Personal information
- Full name: Toby Henry Somerville Pettman
- Born: 11 May 1998 (age 28) Kingston upon Thames, London
- Batting: Right-handed
- Bowling: Right-arm medium-fast

Domestic team information
- 2017–2020: Oxford University
- 2018–2019: Oxford MCCU
- 2022–2024: Nottinghamshire
- 2022: → Derbyshire (on loan)
- 2022: → Kent (on loan)

Career statistics
| Competition | First-class | List A |
| Matches | 11 | 9 |
| Runs scored | 126 | 14 |
| Batting average | 12.60 | 14 |
| 100s/50s | 0/1 | 0/0 |
| Top score | 54* | 9* |
| Balls bowled | 2,081 | 372 |
| Wickets | 44 | 9 |
| Bowling average | 23.20 | 39.22 |
| 5 wickets in innings | 2 | 0 |
| 10 wickets in match | 0 | 0 |
| Best bowling | 5/19 | 4/44 |
| Catches/stumpings | 4/– | 2/– |
- Source: Cricinfo, 28 September 2024

= Toby Pettman =

English cricketer (born 1998)

Toby Henry Somerville Pettman (born 11 May 1998) is a retired English first-class cricketer who played for Nottinghamshire, Oxford University Cricket Club and Oxford MCCU.

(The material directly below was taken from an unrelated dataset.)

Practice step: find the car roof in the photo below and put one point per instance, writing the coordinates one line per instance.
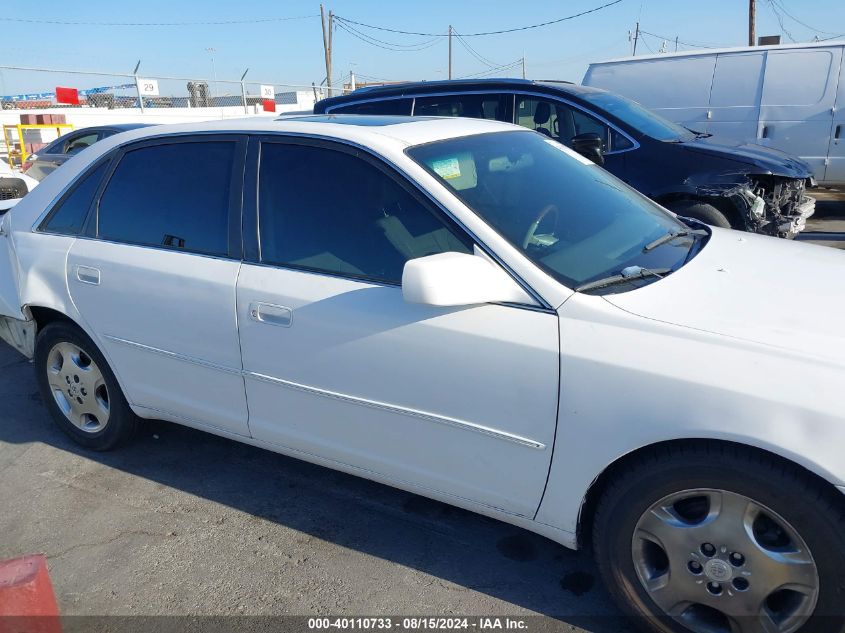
(547, 86)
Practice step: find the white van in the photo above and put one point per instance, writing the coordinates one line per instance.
(789, 97)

== Early life and career ==
Pettman was born in Kingston upon Thames in May 1998. He was educated at Tonbridge School, before going up to Jesus College, Oxford to read classics, graduating in 2020 with a double first. While studying at Oxford, Pettman made four appearances in first-class cricket for Oxford University against Cambridge University in The University Matches of 2017, 2018, 2019, and 2020, captaining the side in the 2020 game (the last to have first-class status). In addition to playing for Oxford University, Pettman also made three first-class appearances for Oxford MCCU against Kent in 2018 and Middlesex and Hampshire in 2019. In seven first-class matches, Pettman scored 122 runs at an average of 17.42 and a high score of 54 not out, while with his right-arm fast-medium bowling he took 33 wickets at a bowling average of 21.15, twice taking a five wicket haul. He recorded his best figures of 5 for 19 in the University Match of 2019.

After leaving Oxford in 2020, Pettman was about to start a job in data analytics when he was offered a one-year professional cricket contract by Nottinghamshire coach Peter Moores. He played for the Nottinghamshire 2nd XI in 2021 and then signed another one-year contract for 2022. In November 2021, he was selected for a Marylebone Cricket Club squad to play a tournament in Almería, Spain.

Pettman began the 2022 season once again in the Nottinghamshire 2nd XI. In June 2022, he joined Derbyshire on a short-term loan. Making his County Championship debut against Middlesex at Queen's Park, Chesterfield, he took 3 wickets for 40 runs to record the best bowling figures in Derbyshire's first innings. Later in the month, he also played a single Championship game for Kent as a short-term loan signing to cover for injuries.

On 20 August 2022, Pettman made his List A debut for Nottinghamshire in a One-Day Cup match against Leicestershire, taking 1/45 off nine overs and scoring five not out. In his second game of the competition three days later, he took a career-best 4/44 against
Surrey.

Pettman signed a new two-year contract with Nottinghamshire in October 2022. He announced his retirement from professional cricket in September 2024.